Economics, Taxes and Spending

Forward! Is Obama getting ready to leap off the fiscal cliff?

There’s some evidence that President Obama would consider letting all the Bush-era tax cuts expire (see above chart from Strategas Research) at year’s end, even though that would mean a massive tax hike on middle incomers during a time of economic weakness. (Former Obama economic adviser and deficit hawk Peter Orszag is for doing just that.)

Now, Wall Street thinks that level of fiscal contraction would quite probably push the economy back into recession. But that view is hardly unanimous in the economic world. Here’s former IMF chief economist Simon Johnson in an interview with The Fiscal Times (bold for emphasis):

TFT: Let’s turn to the U.S. budget crisis. What will happen to the economy if Congress does nothing and the U.S. walks over the “fiscal cliff” next January by letting all the Bush-era tax cuts expire, including the ones on the middle class, and allows the sequestration cuts to go into effect?

SJ: I don’t think it will be as traumatic as people claim. I think a lot of the hysteria around the fiscal cliff is coming from people who want to keep taxes low. Would it have some contractionary effect? Yes, but not as much as people are claiming. But if you’re worried about it, you should rescind all the Bush tax cuts and replace it with some kind of temporary payroll tax cut linked to employment relative to population. As employment rises to pre-crisis levels, that tax cut should fade away.

TFT: So you’re in favor of a substantial tax increase?

SJ: That’s the point of our book. We need a substantial increase in revenue to meet our obligations over the next several decades because we cut the revenue base too much at the beginning of the 2000s. There was the view that there was a surplus that could be spent. The Baby Boom then was at its peak earning years. We should have been bringing down our debt to pay for their retirement. But we went the other way. Ideally you could phase in that tax increase over a decade. But it’s impossible to get the Republicans to agree on any tax increase. You can’t do a nuanced package with them. So you have to have a confrontational approach.

TFT: On the broader issue of tax reform, you argue in your new book for phasing out or reducing tax subsidies like deductions for home mortgage interest and state and local taxes. Should this be tied to lower rates or be a pure revenue raiser to lower the deficit?

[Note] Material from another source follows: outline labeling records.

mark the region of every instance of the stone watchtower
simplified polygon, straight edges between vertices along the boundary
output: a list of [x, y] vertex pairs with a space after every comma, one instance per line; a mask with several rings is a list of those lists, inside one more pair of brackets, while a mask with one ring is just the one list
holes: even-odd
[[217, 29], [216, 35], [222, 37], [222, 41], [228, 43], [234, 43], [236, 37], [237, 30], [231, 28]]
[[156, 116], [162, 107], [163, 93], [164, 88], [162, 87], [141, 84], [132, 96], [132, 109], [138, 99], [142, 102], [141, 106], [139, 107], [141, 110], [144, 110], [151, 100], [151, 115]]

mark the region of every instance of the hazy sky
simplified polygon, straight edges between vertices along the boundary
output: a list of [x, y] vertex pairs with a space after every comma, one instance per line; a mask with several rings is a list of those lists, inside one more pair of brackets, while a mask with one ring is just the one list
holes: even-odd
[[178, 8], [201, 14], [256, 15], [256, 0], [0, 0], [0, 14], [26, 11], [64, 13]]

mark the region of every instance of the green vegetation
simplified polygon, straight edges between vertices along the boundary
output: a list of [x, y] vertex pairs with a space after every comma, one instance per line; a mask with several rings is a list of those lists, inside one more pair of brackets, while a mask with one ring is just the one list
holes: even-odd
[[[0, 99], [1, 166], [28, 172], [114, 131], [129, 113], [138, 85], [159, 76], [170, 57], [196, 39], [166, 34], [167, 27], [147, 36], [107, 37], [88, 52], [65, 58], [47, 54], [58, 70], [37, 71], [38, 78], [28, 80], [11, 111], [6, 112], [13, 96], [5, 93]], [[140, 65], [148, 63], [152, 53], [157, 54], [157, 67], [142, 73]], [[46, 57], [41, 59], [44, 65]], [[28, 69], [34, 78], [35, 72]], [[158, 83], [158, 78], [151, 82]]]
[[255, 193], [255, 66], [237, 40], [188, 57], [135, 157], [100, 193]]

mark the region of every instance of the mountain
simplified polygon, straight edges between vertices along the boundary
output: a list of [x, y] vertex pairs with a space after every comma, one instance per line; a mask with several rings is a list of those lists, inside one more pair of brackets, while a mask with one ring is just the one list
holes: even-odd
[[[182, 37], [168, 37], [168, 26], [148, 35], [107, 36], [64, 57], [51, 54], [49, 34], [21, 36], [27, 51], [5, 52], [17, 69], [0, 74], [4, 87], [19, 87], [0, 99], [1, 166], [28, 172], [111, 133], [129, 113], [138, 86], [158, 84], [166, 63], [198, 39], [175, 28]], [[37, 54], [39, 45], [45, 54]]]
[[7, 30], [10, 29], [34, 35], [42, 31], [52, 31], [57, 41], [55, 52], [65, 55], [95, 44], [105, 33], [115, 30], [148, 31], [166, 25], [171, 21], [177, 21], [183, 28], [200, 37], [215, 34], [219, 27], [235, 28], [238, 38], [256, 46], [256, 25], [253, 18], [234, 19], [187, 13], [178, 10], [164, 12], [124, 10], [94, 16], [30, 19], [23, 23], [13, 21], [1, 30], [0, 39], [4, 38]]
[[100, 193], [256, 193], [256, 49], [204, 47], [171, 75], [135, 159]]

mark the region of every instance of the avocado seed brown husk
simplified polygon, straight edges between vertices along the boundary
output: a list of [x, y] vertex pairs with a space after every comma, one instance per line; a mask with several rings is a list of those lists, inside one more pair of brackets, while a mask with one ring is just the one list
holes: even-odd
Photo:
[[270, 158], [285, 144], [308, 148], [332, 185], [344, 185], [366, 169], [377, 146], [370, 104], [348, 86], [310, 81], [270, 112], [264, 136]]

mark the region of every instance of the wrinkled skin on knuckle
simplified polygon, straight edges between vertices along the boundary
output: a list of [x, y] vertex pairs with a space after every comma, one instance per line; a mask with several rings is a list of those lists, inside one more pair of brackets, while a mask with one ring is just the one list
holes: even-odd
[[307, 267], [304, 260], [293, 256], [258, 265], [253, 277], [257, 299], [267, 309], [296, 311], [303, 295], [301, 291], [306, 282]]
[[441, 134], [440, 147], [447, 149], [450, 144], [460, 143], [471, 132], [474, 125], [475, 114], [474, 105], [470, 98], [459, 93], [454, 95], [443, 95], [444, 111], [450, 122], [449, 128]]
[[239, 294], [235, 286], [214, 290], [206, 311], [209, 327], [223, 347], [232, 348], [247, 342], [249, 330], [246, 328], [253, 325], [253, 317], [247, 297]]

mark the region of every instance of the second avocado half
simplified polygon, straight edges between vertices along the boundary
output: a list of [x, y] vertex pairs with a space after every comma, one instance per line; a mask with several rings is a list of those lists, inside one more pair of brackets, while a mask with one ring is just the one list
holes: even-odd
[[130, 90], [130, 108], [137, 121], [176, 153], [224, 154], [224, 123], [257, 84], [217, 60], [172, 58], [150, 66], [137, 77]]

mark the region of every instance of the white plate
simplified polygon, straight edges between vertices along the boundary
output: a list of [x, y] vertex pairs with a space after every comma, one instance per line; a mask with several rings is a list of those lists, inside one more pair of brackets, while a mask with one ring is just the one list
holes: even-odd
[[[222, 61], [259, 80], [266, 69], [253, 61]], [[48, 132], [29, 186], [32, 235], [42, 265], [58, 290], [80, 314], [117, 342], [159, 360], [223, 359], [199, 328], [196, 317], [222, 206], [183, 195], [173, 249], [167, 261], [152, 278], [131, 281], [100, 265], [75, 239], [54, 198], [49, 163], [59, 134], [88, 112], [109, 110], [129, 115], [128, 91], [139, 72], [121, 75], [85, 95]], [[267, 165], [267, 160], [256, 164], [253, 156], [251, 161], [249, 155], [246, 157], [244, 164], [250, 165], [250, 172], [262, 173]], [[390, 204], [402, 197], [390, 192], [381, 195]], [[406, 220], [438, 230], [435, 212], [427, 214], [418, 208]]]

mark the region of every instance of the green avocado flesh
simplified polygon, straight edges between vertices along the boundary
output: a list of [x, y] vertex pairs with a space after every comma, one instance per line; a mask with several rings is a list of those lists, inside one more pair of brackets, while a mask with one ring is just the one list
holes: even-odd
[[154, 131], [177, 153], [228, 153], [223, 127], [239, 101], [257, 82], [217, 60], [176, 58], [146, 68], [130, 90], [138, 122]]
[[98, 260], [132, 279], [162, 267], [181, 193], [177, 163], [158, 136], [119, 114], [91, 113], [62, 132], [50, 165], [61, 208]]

SJ: A lot of what passes for tax reform right now in Washington is actually tax cutting or revenue cutting. On the corporate side, you could do a deal where you broadened the base and reduced rates. It could be revenue neutral because there’s not that much revenue there. But on the individual side, we think top rates need to be put back to where they were before the Bush tax cuts and eliminate or phase out the deductions. But you should rebate about half of it to low income people or people you want to compensate for their losing in those phase-outs.

I wonder if this isn’t the Obama view:

– Tax hikes would ding growth, not destroy it.

– Top rates should be raised and tax breaks scaled back.

– Tax hikes would mean lower deficits and less pressure to trim back the welfare state.

And if that is what the president believes, we just might all go right off that fiscal cliff next year.

2 thoughts on “Forward! Is Obama getting ready to leap off the fiscal cliff?

  1. The $494 billion tax increase above the 2012 expected revenues of $2.468 billion is a federal tax increase of 20%. Taxmageddon.

  2. It’s the Spending, Stupid
    10/7/09 – Real Clear Politics By John Stossel
    === ===
    [edited]  The late Nobel Prize economist Milton Friedman said “The true burden of government is not the tax level but the spending level. Taxation, borrowing, and inflation are all burdens on the people. The best way to lighten the tax burden is to lessen the spending burden. If government spends less, it takes less, and the tax system will weigh less heavily on us all.

    Adam Smith wrote, “Little else is required to carry a state to the highest degree of opulence from the lowest barbarism but peace, easy taxes, and a tolerable administration of justice. All the rest is brought about by the natural course of things.”
    === ===

    The real, current tax burden is government spending. Government borrowing is a delayed tax, or worse a delayed default. Government spending directs current, real resources into wasteful projects and denies a flow of resources to businesses which would like to produce more value than they consume. Businesses would like to create a profit, something unknown to government.